Of course, the result is to leave in place political and economic structures that harm the very groups that inclusionary neoliberals claim to support. The foreign policy adventures of the neoconservatives and liberal internationalists haven't fared much better than economic policy or cultural politics. The U.S. and its coalition partners have been bogged down in the war in Afghanistan for 18 years and counting. Neither Afghanistan nor Iraq is a liberal democracy, nor did the attempt to establish democracy in Iraq lead to a domino effect that swept the Middle East and reformed its governments for the better. Instead, power in Iraq has shifted from American occupiers to sectarian militias, to the Iraqi government, to Islamic State terrorists, and back to the Iraqi government -- and more than 100,000 Iraqis are dead.
Or take the liberal internationalist 2011 intervention in Libya. The result was not a peaceful transition to stable democracy but instead civil war and instability, with thousands dead as the country splintered and portions were overrun by terrorist groups. On the grounds of democracy promotion, it is hard to say these interventions were a success. And for those motivated to expand human rights around the world, it is hard to justify these wars as humanitarian victories -- on the civilian death count alone.
Indeed, the central anchoring assumptions of the American foreign policy establishment have been proven wrong. Foreign policymakers largely assumed that all good things would go together -- democracy, markets, and human rights -- and so they thought opening China to trade would inexorably lead to it becoming a liberal democracy. They were wrong. They thought Russia would become liberal through swift democratization and privatization. They were wrong.
They thought globalization was inevitable and that ever-expanding trade liberalization was desirable even if the political system never corrected for trade's winners and losers. They were wrong. These aren't minor mistakes.

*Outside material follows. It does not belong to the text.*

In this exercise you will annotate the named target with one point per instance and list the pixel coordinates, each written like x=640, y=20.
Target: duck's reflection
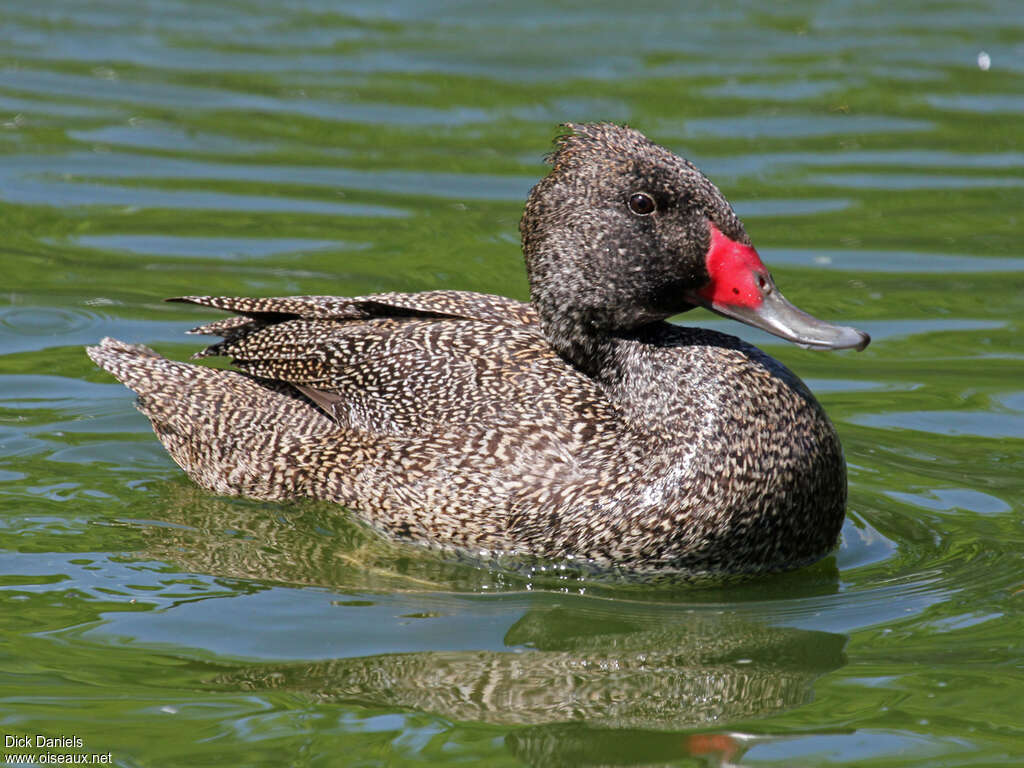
x=581, y=683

And to be clear, Donald Trump had nothing to do with them. All of these failures were evident prior to the 2016 election.
If we assume that identity politics is, first and foremost, a dirty and shrewd political strategy developed by the Clinton wing of the Democratic Party ("soft neoliberals") many things became much more clear. Along with Neo-McCarthyism it represents a mechanism to compensate for the loss of their primary voting block: trade union members, who in 2016 "en mass" defected to Trump.
Initially Clinton calculation was that trade union voters has nowhere to go anyways, and it was correct for first decade or so of his betrayal. But gradually trade union members and lower middle class started to leave Dems in droves (Demexit, compare with Brexit) and that where identity politics was invented to compensate for this loss.
So in addition to issues that you mention we also need to view the role of identity politics as the political strategy of the "soft neoliberals " directed at discrediting and the suppression of nationalism.
The resurgence of nationalism is the inevitable byproduct of the dominance of neoliberalism, resurgence which I think is capable to bury neoliberalism as it lost popular support (which now is limited to financial oligarchy and high income professional groups, such as we can find in corporate and military brass, (shrinking) IT sector, upper strata of academy, upper strata of medical professionals, etc)
That means that the structure of the current system isn't just flawed which imply that most problems are relatively minor and can be fixed by making some tweaks. It is unfixable, because the "Identity wars" reflect a deep moral contradictions within neoliberal ideology. And they can't be solved within this framework.